また、ドット・チャートでは、“長期見通し”の政策金利水準(2.50%)がより注目されると考えられます。この“長期見通し”は、文字通り政策金利の長期的な水準を示し、景気を刺激せず、抑制もしない中立金利に近いと考えられている金利と考えられています。8月下旬に米ワイオミング州ジャクソンホールで行われたパウエルFRB議長の講演では、事前に中立金利に関する言及が行われるのでは?との観測があったのですが、同講演では、ほとんど示されず素通りされただけに、改めて“長期見通し”の水準が注目されることになると考えられます。市場では中立金利の上振れ観測がくすぶり、それが米長期金利上昇の一因になっているのと指摘する声も聞かれます。ドット・チャートにおいて“長期見通し”の政策金利水準が引き上げられれば、長期金利の更なる上昇を促す可能性があるでしょう。
図表10 FOMCメンバーによる政策金利見通し(23年6月時点)
- ※BloombergのデータをもとにSBI証券が作成
9/21に英国で金融政策委員会(MPC)が開催されます。先週にユーロ圏で行われたECB理事会において、ややサプライズとなる0.25%ptの利上げが行われたこともあり、今回のMPCでも0.25%ptの利上げ(5.25%→5.50%)が予想されています。
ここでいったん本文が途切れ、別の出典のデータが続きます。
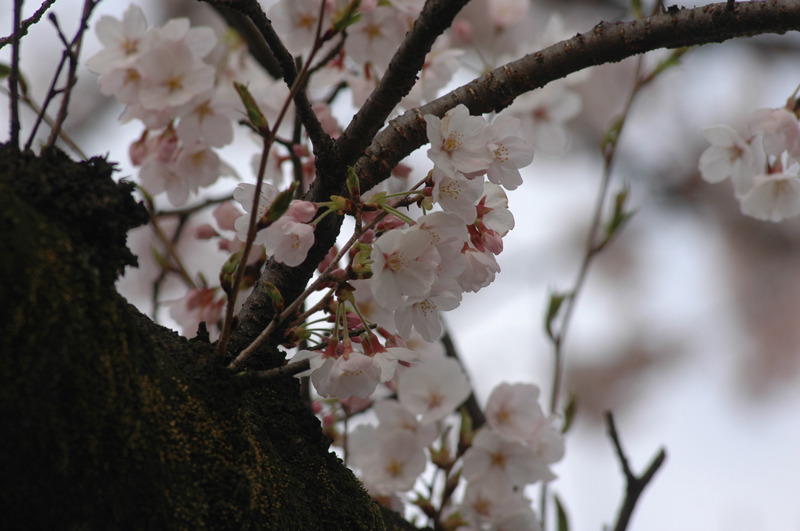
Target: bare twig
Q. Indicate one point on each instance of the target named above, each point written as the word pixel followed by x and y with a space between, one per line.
pixel 72 51
pixel 13 78
pixel 471 404
pixel 21 29
pixel 604 43
pixel 322 141
pixel 634 486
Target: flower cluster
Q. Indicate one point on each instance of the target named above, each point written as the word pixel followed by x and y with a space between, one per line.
pixel 385 292
pixel 515 449
pixel 763 163
pixel 169 79
pixel 425 267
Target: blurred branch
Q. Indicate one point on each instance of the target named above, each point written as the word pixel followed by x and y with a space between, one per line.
pixel 604 43
pixel 13 78
pixel 72 51
pixel 21 28
pixel 400 77
pixel 634 486
pixel 323 143
pixel 255 42
pixel 491 92
pixel 473 408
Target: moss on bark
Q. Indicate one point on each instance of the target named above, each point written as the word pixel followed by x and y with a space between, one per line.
pixel 111 421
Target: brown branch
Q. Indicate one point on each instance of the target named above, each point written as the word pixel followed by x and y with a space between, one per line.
pixel 21 29
pixel 435 18
pixel 322 142
pixel 634 486
pixel 252 37
pixel 492 92
pixel 605 43
pixel 72 51
pixel 471 404
pixel 13 78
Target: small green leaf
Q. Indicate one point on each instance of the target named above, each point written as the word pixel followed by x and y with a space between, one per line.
pixel 228 272
pixel 353 183
pixel 274 295
pixel 278 207
pixel 569 413
pixel 348 16
pixel 561 514
pixel 620 215
pixel 254 114
pixel 636 6
pixel 556 300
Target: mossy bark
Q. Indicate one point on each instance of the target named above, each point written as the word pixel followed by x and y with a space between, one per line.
pixel 111 421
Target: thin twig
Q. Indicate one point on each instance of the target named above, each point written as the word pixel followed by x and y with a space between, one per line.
pixel 634 486
pixel 471 404
pixel 22 28
pixel 73 52
pixel 295 89
pixel 13 78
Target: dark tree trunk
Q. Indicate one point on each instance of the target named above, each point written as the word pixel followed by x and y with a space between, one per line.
pixel 113 422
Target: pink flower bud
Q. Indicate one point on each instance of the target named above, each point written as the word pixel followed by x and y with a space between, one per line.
pixel 205 232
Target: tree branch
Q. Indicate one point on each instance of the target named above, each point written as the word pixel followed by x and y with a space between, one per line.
pixel 634 486
pixel 22 29
pixel 494 91
pixel 605 43
pixel 435 18
pixel 251 36
pixel 322 142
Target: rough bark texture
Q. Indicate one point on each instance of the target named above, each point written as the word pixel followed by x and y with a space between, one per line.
pixel 111 421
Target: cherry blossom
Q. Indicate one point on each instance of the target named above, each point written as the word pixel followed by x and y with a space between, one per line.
pixel 202 304
pixel 296 22
pixel 244 194
pixel 290 237
pixel 773 197
pixel 404 263
pixel 375 36
pixel 510 153
pixel 514 412
pixel 778 129
pixel 458 141
pixel 730 156
pixel 501 463
pixel 121 39
pixel 457 193
pixel 433 388
pixel 390 462
pixel 395 418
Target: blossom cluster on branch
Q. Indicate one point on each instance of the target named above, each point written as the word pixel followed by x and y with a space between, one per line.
pixel 366 329
pixel 763 163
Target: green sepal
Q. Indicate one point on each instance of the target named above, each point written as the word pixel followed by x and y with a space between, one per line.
pixel 561 515
pixel 346 17
pixel 569 413
pixel 228 272
pixel 254 114
pixel 620 214
pixel 274 295
pixel 353 185
pixel 556 300
pixel 278 207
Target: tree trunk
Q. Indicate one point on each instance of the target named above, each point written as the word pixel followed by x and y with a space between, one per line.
pixel 114 422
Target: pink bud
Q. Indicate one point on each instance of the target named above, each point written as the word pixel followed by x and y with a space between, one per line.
pixel 205 232
pixel 226 214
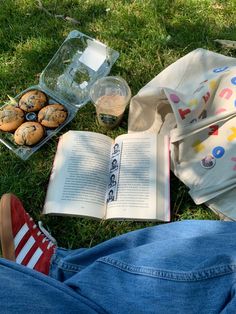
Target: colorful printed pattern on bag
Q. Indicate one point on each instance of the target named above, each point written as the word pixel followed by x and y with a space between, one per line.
pixel 213 96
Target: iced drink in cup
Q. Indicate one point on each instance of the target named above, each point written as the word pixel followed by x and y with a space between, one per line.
pixel 110 96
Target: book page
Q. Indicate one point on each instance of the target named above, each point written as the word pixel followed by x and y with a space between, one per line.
pixel 79 177
pixel 137 186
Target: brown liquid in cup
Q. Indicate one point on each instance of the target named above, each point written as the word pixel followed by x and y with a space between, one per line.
pixel 110 110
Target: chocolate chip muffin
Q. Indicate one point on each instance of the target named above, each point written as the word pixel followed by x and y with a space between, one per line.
pixel 29 133
pixel 33 100
pixel 52 116
pixel 10 118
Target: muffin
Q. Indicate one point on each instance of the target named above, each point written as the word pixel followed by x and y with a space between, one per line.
pixel 10 118
pixel 52 116
pixel 29 133
pixel 33 100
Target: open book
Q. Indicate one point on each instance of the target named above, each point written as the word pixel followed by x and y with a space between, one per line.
pixel 95 176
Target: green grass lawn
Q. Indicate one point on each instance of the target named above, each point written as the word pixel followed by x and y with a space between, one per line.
pixel 149 35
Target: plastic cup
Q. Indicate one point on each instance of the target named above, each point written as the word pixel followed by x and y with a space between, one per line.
pixel 110 95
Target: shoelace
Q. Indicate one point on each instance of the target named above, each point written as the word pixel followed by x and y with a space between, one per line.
pixel 47 236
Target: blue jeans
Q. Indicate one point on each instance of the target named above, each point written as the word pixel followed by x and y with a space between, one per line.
pixel 181 267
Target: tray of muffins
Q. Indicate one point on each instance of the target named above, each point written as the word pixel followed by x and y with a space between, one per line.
pixel 31 118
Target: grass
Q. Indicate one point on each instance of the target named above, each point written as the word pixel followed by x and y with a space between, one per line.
pixel 149 35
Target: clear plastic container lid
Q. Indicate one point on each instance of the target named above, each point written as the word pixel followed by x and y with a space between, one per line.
pixel 75 67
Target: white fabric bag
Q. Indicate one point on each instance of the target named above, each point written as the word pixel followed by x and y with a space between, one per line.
pixel 194 100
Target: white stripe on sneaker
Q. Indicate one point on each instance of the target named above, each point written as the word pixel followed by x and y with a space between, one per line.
pixel 34 259
pixel 20 234
pixel 24 251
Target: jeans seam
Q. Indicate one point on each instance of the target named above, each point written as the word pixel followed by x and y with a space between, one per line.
pixel 200 275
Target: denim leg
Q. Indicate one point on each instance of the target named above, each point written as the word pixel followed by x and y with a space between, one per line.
pixel 182 267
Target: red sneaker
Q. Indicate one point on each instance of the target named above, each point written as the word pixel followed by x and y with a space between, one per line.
pixel 22 241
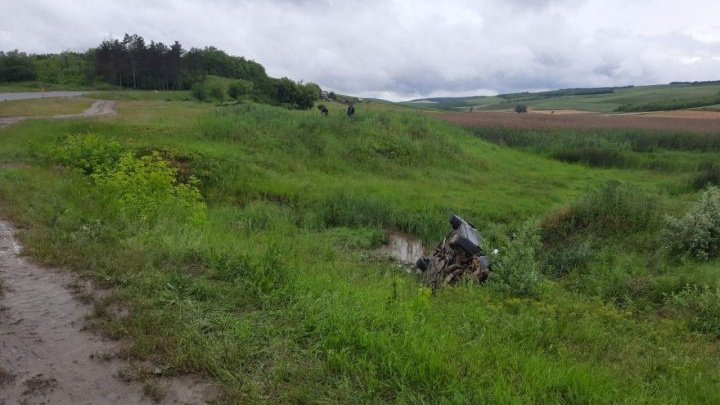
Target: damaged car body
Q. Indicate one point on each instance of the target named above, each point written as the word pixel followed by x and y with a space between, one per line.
pixel 459 254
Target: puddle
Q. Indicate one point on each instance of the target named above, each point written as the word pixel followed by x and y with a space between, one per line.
pixel 403 248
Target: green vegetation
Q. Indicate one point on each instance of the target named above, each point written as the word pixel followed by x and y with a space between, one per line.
pixel 687 154
pixel 131 63
pixel 242 240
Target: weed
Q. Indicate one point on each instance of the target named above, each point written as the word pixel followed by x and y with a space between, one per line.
pixel 697 234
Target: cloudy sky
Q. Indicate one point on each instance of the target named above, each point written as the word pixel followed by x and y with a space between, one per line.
pixel 403 49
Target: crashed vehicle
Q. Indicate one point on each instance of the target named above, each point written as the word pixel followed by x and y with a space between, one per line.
pixel 457 255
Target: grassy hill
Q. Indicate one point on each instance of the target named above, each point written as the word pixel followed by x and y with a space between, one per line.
pixel 242 240
pixel 617 99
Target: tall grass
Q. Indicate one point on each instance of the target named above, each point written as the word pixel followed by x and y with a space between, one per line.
pixel 280 296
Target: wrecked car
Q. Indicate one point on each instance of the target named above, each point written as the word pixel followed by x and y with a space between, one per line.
pixel 459 254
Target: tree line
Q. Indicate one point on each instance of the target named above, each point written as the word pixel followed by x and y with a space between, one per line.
pixel 131 62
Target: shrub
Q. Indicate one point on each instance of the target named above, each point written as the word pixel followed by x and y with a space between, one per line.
pixel 516 269
pixel 90 153
pixel 701 305
pixel 200 92
pixel 708 174
pixel 567 258
pixel 217 92
pixel 696 235
pixel 240 88
pixel 146 188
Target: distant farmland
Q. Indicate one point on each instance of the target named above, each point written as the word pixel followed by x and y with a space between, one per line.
pixel 678 121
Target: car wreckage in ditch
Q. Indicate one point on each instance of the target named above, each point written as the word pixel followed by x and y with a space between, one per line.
pixel 458 255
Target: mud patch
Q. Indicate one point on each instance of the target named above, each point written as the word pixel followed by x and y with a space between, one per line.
pixel 45 354
pixel 6 377
pixel 403 248
pixel 39 385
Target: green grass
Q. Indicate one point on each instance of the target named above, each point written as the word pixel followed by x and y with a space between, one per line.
pixel 279 296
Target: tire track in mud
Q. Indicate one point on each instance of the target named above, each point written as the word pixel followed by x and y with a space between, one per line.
pixel 99 108
pixel 47 357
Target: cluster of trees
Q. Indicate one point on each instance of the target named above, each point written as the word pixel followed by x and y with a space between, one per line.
pixel 131 62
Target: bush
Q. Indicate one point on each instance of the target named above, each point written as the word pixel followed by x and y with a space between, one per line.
pixel 90 153
pixel 567 258
pixel 696 235
pixel 701 305
pixel 146 188
pixel 708 175
pixel 240 88
pixel 200 92
pixel 516 269
pixel 217 92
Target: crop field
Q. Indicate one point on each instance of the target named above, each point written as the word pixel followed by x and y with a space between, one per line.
pixel 619 99
pixel 678 121
pixel 241 242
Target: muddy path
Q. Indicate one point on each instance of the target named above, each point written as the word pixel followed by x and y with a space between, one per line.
pixel 100 108
pixel 46 356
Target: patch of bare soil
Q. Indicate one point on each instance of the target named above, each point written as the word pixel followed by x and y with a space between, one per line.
pixel 99 108
pixel 46 357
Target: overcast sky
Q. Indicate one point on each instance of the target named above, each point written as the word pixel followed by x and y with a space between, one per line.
pixel 403 49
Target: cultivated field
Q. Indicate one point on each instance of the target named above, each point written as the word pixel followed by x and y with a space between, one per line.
pixel 677 121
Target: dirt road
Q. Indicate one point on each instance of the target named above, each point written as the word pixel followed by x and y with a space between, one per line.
pixel 37 94
pixel 46 357
pixel 99 108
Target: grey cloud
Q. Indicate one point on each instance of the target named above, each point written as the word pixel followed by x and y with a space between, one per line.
pixel 402 48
現状、ユーロ圏や英国は、これまでに積極的な金融引き締めを行ってきたにも関わらず、依然としてインフレの抑制に苦戦しています。そうした中で景気の減速が鮮明になってきており、両中銀の金融政策は、インフレ抑制か、景気配慮かで、非常に困難な舵取りを迫られています。市場も、中銀の苦心を見透かすかの如く、為替市場においてユーロや英ポンドが、対ドルを中心に下落が続いています。実はこのユーロやポンドに対するドル高の動きは、円相場において円安・ドル高を促す一因になっていると見られます。今回のMPCを通じて為替市場の動きに変化が生じるか注目されると考えられます。